Teaching by Example

Today I spent the morning watching my nephews play each other in their league football championship. It was not a good game, one team was vastly better than the other. The degree of improvement from their last matchup seemed to have thrown off the other team. At the half, my nephews met in the middle of the field and patted each other on the shoulder before they made their way back to their respective teams. As the very one-sided game continued to roll on the spotlight started to shift. The focus moved away from the boys on the field and became the adults. Angry shouts from the stands when things were not being called their way, the complaints about coaching calls they did not agree with and attacks on other peoples children that they (the parents) thought were not doing a good enough job supporting their teammates. Forget about rules, forget about the fact that coaching and even more so officiating is hard and unless you are winning, a thankless job, they were upset and wanted to make sure everyone knew. I became increasingly annoyed by the commentary among the “fans” it was not one-sided, parents from both teams were complaining even the team winning by a large margin if a call did not go their way.

I sat there in that crowd and could not help but think about not just the kids on the field but those supporting their siblings in the stands. What they were hearing, what they were seeing. Adults that were not enjoying a game because it was not going their way and making sure everyone around them knew about it.

I grew up with parents (my Dad was also my coach) that pushed for sportsmanship. My mom walks out of events when the parents are “embarrassing themselves” in her words. I have a dad who will correct the behaviour of his players loud enough that their parents (the even larger offenders) will hear it and take the not remotely subtle hint. To my parents and now to me, sports was and always has been about, family, fun and being the best people we can be. My dad has won many awards as a coach and is very well respected in his field but every year the award he wanted the most was the most sportsmanlike team because that reflected who we are as people not just players. That showed the work we were doing not just on the field but off it.

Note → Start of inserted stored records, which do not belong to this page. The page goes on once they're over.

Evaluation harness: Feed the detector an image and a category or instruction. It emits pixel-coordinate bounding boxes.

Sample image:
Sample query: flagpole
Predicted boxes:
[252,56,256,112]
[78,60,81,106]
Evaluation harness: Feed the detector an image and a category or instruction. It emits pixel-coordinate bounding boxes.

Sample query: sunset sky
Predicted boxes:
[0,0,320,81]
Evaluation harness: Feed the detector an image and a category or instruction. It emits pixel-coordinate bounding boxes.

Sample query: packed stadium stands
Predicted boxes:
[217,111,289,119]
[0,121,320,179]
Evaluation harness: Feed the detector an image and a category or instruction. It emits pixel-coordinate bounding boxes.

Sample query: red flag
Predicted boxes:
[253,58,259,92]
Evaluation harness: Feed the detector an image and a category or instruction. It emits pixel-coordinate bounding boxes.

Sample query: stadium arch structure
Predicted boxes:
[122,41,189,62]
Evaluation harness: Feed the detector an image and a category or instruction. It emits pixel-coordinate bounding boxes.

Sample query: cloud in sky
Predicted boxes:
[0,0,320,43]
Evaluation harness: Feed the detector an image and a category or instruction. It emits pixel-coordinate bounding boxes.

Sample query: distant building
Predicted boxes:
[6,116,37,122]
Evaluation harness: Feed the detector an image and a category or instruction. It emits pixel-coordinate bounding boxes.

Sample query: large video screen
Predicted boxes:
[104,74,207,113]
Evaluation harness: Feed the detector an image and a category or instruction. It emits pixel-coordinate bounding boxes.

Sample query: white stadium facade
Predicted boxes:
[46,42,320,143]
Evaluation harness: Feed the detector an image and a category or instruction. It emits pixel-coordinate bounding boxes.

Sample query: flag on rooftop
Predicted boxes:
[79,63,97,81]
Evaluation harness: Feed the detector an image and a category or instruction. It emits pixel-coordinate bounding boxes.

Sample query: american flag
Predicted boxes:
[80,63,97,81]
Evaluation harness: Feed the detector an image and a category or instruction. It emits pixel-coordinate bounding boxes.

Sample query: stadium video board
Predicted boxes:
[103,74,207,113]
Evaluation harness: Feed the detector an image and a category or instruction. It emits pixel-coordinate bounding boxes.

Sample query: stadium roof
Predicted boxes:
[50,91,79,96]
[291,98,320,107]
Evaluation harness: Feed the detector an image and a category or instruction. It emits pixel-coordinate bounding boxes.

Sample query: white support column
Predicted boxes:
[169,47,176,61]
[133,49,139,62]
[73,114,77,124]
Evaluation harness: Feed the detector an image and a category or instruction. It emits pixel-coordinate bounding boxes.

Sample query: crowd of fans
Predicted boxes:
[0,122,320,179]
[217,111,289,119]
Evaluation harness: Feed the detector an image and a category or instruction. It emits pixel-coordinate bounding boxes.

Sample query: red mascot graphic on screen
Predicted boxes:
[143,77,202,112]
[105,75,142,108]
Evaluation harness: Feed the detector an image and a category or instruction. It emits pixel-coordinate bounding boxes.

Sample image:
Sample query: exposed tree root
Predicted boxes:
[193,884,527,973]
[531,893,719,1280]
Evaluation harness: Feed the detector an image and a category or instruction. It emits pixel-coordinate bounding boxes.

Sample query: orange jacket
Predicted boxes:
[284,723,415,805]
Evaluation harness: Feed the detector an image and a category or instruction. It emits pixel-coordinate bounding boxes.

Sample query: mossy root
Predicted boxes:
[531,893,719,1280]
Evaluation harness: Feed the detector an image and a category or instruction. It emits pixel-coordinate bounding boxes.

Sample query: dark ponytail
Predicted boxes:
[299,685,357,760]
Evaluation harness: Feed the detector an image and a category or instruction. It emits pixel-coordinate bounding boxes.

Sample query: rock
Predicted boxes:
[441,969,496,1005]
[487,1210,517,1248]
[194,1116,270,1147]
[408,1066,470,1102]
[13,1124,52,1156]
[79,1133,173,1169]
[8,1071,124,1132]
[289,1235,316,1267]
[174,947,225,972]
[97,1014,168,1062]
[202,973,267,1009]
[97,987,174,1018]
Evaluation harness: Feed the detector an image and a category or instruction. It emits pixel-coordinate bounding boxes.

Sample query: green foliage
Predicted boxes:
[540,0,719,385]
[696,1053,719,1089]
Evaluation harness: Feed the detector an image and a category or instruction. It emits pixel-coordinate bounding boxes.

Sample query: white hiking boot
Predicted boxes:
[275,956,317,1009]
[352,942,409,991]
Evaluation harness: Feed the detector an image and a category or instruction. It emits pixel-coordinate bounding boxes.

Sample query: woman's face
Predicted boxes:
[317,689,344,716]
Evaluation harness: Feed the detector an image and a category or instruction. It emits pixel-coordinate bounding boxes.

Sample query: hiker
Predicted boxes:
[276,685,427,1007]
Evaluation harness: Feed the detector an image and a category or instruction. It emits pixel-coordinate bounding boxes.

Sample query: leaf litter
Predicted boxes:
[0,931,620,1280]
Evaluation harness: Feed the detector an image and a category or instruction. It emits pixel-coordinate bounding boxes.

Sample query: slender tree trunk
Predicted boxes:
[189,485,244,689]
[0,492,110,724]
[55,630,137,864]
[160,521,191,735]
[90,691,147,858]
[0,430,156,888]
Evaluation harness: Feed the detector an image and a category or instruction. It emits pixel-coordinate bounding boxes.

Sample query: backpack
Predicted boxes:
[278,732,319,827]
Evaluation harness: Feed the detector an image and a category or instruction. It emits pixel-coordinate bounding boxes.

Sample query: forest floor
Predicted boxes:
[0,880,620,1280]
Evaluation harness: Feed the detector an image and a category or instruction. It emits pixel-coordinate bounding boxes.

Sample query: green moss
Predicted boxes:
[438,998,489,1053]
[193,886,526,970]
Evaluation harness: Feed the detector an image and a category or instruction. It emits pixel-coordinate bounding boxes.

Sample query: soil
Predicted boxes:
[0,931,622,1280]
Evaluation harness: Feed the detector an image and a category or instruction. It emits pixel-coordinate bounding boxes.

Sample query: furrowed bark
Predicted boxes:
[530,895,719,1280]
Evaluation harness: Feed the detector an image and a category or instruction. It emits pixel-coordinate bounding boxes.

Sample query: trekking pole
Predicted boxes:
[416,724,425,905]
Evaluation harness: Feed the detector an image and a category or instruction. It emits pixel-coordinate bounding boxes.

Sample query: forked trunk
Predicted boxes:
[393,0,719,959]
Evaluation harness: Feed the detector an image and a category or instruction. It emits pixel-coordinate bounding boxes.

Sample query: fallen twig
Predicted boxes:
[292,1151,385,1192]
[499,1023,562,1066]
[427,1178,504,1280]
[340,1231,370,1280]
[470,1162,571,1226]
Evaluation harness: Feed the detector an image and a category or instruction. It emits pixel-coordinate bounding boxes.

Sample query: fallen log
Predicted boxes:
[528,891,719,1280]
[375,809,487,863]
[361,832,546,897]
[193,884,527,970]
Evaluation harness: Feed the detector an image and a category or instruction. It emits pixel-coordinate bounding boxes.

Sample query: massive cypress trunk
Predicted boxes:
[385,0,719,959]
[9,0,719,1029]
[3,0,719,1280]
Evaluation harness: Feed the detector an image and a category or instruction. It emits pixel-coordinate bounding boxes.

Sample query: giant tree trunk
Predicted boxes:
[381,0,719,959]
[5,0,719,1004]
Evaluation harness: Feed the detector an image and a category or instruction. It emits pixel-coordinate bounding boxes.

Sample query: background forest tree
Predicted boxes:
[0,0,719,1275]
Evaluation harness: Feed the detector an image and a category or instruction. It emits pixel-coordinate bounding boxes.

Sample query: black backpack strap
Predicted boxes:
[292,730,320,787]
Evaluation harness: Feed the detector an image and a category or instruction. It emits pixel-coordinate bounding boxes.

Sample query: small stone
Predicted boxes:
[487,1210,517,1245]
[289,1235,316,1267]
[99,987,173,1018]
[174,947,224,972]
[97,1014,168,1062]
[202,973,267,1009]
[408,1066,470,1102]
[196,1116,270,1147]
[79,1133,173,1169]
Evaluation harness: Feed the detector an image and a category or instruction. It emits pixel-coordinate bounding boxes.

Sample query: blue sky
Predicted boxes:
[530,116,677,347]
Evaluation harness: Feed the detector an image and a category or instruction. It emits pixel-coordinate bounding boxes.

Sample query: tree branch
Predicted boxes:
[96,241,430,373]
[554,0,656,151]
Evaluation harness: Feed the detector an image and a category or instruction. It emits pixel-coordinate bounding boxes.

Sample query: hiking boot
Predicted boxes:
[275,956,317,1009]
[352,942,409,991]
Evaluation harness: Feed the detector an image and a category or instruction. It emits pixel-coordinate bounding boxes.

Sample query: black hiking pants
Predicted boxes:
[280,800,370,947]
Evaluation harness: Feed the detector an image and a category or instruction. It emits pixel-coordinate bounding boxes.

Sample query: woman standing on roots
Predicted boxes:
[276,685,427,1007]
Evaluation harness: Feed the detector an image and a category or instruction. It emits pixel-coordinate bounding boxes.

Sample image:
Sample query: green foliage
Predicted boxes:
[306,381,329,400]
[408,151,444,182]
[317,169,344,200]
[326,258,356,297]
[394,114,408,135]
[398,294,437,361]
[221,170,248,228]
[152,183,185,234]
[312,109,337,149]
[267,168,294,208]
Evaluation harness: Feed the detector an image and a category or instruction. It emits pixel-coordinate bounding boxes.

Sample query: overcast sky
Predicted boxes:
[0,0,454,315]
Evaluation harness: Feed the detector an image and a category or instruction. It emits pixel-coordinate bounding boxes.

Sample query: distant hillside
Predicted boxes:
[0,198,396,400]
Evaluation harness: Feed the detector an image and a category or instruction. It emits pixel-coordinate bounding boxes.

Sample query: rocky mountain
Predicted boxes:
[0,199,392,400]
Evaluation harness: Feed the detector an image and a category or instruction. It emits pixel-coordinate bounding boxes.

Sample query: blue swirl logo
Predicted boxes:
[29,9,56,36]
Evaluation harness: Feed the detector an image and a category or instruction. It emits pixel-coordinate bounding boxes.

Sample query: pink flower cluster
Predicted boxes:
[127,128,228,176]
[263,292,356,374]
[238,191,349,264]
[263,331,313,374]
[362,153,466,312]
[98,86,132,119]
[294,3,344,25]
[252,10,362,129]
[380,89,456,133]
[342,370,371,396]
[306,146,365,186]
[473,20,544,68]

I don’t write this to put myself on a pedestal, I have not always been the best example of sportsmanship but I see more than ever the need to make sure I am teaching by example.

Do we want the children that see us to value respect for others or to have a win at all costs attitude? Do we want our students to perform and win with humility or lose and blame everyone else for the perceived injustice? Do we want to have two cousins on separate teams congratulating each other on a great first half or parents screaming about a rule they don’t even understand?

We are Teaching by Example.

This afternoon we went to volleyball (teacher life and we love it) and behind us sat another group of parents. We were shocked as words came from their mouths that we were not prepared for. They were cheering on the efforts of the rival team. Whenever a pass or hit was missed, a return or serve did not quite clear the net, they were encouraging, they praised their effort, by name or number they celebrated the efforts of another team. Julie turned to thank them because it was such a refreshing moment in comparison to the morning and the lady responded, “What are we teaching the kids when we act the opposite?” Amen.

I am excited to get back into coaching, I am a football coach that has been asked to help coach Basketball. It will be an adventure because I can’t teach them basketball but I can teach them this, I can help them to be kind, to be supportive, to help another player up and to celebrate our successes and learn from our missteps. We will not look to blame others but we will learn because of them.

As teachers and parents, our jobs are to help the young people in our care be awesome. It is time we all start teaching by example.

Thanks for listening to my Ted Talk.